If it was homozygous, I would expect all 3 of the new seedlings to be purple snows - if it is heterozygous, then there is a 3/4 chance that any one of these will be purple.
Oh, the anticipation!

Coloured snow pea progress

An update on the progress in the F2 grow outs.
I did my initial crosses in November 2011, crossing all sorts of peas with others.

The main focus was a search for a purple snow pea - crossing 3 different lines of purple podded peas with 5 different lines of snows and snaps including dwarf varieties and those with supposed powdery mildew resistance.

I also crossed a yellow podded variety with a purple podded, looking for a red podded pea to use as a progenitor for a red snow line. Although the  yellow is supposed to be a snow pea, it has few redeeming features apart from its pale pods, and so seemed unlikely to be able to produce a tasty yellow full snow pea. To get something worthwhile, I figured I would have to cross any red podded back to a decent snow pea.
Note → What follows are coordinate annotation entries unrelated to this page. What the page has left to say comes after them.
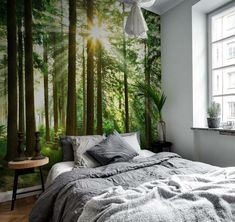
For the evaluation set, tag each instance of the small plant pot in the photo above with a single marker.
(213, 122)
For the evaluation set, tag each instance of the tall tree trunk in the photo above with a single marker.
(71, 98)
(29, 79)
(90, 73)
(62, 79)
(20, 76)
(45, 80)
(84, 86)
(125, 78)
(99, 90)
(148, 136)
(55, 83)
(5, 91)
(12, 80)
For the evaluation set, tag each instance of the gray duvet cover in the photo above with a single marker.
(65, 199)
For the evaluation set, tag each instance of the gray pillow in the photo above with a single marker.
(112, 149)
(80, 145)
(67, 148)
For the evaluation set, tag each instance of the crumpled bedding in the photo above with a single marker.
(65, 198)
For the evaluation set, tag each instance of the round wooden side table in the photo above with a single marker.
(25, 167)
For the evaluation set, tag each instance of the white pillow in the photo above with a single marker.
(81, 145)
(132, 140)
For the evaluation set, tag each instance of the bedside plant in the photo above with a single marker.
(213, 112)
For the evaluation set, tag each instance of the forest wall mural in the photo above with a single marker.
(68, 68)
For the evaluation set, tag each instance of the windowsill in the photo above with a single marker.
(229, 132)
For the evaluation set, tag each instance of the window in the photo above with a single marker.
(222, 60)
(231, 110)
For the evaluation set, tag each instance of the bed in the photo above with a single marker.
(154, 187)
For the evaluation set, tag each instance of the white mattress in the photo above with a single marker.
(62, 167)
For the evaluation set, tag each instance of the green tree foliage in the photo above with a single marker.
(105, 67)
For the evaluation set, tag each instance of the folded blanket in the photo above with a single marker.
(181, 198)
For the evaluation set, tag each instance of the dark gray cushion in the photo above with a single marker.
(112, 149)
(67, 148)
(132, 133)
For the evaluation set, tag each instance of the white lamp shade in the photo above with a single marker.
(135, 24)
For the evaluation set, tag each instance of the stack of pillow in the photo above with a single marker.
(93, 151)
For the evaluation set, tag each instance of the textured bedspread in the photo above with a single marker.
(181, 198)
(64, 200)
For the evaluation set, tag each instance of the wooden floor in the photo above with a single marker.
(20, 213)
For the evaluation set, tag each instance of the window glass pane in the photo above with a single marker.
(217, 55)
(229, 52)
(218, 99)
(229, 23)
(229, 80)
(229, 108)
(217, 29)
(217, 82)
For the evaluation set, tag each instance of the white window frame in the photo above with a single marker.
(209, 48)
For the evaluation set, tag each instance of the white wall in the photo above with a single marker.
(178, 76)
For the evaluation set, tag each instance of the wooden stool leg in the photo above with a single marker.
(41, 179)
(14, 190)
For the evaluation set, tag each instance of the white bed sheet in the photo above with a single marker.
(63, 167)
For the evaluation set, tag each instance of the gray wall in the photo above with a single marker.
(180, 78)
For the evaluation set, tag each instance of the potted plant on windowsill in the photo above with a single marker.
(213, 112)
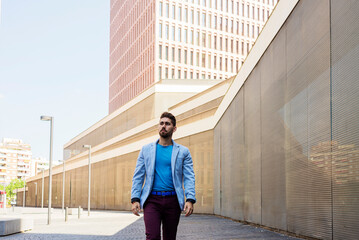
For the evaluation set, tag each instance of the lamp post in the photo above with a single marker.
(63, 184)
(35, 194)
(89, 191)
(51, 119)
(42, 189)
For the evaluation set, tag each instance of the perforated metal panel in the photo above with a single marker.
(345, 96)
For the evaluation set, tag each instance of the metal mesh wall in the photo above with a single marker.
(345, 117)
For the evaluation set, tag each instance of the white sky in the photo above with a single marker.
(54, 58)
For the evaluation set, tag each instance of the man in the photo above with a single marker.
(165, 165)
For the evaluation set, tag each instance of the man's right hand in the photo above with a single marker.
(136, 208)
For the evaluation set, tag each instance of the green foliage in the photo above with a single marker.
(10, 189)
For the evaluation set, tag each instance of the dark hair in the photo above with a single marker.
(170, 116)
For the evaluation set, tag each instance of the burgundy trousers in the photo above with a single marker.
(165, 210)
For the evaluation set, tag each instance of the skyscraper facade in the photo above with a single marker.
(174, 39)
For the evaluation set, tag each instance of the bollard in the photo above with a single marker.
(66, 214)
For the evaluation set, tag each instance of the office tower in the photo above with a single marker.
(175, 39)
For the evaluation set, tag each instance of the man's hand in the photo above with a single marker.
(136, 208)
(188, 208)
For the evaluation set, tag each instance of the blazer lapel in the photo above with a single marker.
(175, 151)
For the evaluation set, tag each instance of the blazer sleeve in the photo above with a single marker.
(138, 176)
(188, 177)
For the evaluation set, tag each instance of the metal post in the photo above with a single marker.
(23, 195)
(35, 194)
(66, 214)
(63, 186)
(50, 173)
(42, 190)
(89, 194)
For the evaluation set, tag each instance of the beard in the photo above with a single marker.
(165, 134)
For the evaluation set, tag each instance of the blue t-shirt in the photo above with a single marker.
(163, 173)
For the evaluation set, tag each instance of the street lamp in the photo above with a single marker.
(51, 119)
(63, 184)
(89, 192)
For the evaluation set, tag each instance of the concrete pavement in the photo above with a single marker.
(124, 225)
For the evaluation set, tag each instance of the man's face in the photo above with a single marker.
(166, 128)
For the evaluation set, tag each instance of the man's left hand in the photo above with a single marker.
(188, 208)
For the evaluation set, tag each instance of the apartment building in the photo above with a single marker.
(174, 39)
(15, 160)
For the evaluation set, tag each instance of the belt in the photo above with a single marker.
(164, 193)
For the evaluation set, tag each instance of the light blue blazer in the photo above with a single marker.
(182, 172)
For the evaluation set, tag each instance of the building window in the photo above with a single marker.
(173, 11)
(173, 54)
(172, 33)
(166, 32)
(160, 9)
(167, 10)
(203, 39)
(160, 30)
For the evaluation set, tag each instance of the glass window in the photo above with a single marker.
(160, 8)
(173, 11)
(173, 54)
(203, 39)
(179, 14)
(167, 9)
(197, 38)
(166, 32)
(172, 33)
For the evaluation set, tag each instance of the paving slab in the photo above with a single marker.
(110, 225)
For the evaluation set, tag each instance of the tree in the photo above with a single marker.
(14, 184)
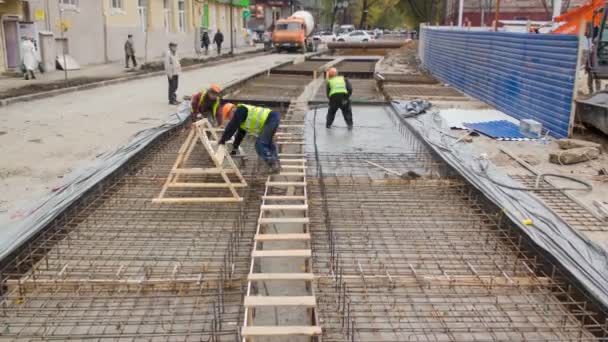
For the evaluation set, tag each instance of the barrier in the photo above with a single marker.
(528, 76)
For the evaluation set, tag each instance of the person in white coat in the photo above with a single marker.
(173, 69)
(29, 58)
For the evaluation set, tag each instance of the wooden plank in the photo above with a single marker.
(281, 331)
(277, 184)
(185, 200)
(258, 301)
(200, 171)
(280, 276)
(282, 237)
(272, 220)
(292, 174)
(302, 253)
(205, 185)
(292, 155)
(283, 198)
(285, 207)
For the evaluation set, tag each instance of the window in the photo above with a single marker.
(116, 4)
(181, 15)
(167, 15)
(69, 3)
(142, 11)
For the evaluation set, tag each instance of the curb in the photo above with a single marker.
(51, 93)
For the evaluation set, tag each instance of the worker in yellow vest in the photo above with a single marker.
(205, 104)
(259, 121)
(339, 91)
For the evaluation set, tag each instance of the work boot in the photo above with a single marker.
(275, 167)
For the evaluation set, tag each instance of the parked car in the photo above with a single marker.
(325, 37)
(355, 36)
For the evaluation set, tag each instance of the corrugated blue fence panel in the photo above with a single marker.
(528, 76)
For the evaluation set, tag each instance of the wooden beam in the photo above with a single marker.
(257, 301)
(273, 220)
(281, 331)
(280, 276)
(300, 253)
(284, 207)
(278, 184)
(197, 200)
(283, 198)
(281, 237)
(205, 185)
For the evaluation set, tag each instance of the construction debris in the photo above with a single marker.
(574, 155)
(567, 144)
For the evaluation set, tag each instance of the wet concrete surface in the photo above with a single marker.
(377, 137)
(363, 91)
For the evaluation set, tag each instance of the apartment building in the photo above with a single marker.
(482, 11)
(95, 30)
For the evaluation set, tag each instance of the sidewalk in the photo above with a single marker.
(100, 72)
(42, 140)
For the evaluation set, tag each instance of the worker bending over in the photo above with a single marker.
(339, 91)
(259, 121)
(205, 104)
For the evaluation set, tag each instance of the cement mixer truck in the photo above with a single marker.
(294, 32)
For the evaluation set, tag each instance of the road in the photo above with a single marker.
(42, 141)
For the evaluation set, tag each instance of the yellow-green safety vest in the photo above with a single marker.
(256, 118)
(337, 85)
(215, 105)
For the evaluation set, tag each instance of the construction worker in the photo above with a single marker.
(339, 91)
(259, 121)
(205, 104)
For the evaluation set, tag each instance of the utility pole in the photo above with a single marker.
(460, 10)
(497, 16)
(231, 31)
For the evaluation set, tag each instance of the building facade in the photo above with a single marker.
(482, 12)
(94, 31)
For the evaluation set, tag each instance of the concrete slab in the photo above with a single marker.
(377, 137)
(43, 140)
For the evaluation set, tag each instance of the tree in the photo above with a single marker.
(423, 11)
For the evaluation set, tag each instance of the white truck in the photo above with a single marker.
(294, 32)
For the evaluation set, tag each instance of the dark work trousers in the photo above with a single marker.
(132, 58)
(339, 101)
(264, 146)
(173, 82)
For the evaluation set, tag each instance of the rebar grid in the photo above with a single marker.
(572, 212)
(123, 268)
(422, 260)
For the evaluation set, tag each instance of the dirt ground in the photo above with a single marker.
(43, 140)
(403, 62)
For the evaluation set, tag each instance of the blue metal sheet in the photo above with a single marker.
(528, 76)
(499, 130)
I grew out some of the F1 seeds last summer, planting into pots, and growing them on the shady side of the house. Only one line produced any seed. I'll report on that in another post.

Most of the F1 seed was sown in February 2012, for an autumn growout. Most lines succeeded, showing real hybrid vigour. Unfortunately some set seed while I was away on holiday, and proceeded to germinate in the pod following some rainy weather in July. I returned to harvest the seed only to find that much of it was spoiled. I threw the germinated seed - even tho it was shriveled up - into some seed trays, and was rewarded with a few dozen F2 plants that I then planted in a tight little bed on the boundary fence between my backyard and the playground next door.This was the yellowX purple podded cross, not my main focus. But this line has just started to produce pods, and I've got a nice half red plant, and this morning I noticed a fully red pod on one plant. As a bonus, one of the plants has produced what appears to be a nice big yellow snow - not at all what I was expecting from this line.

The second line that pod-germinated was the yellowXsnow cross. Again, I chucked the seed into a tray, not expecting much, and planted the resulting F2s into another fence bed beside the hothouse. This seems to have produced at least one attractive looking big yellow snow.

Looking forward to the next few weeks as the rest of the plants come on stream.

And I've also got huge amounts of seed from multiple lines to explore next autumn, if I can find room.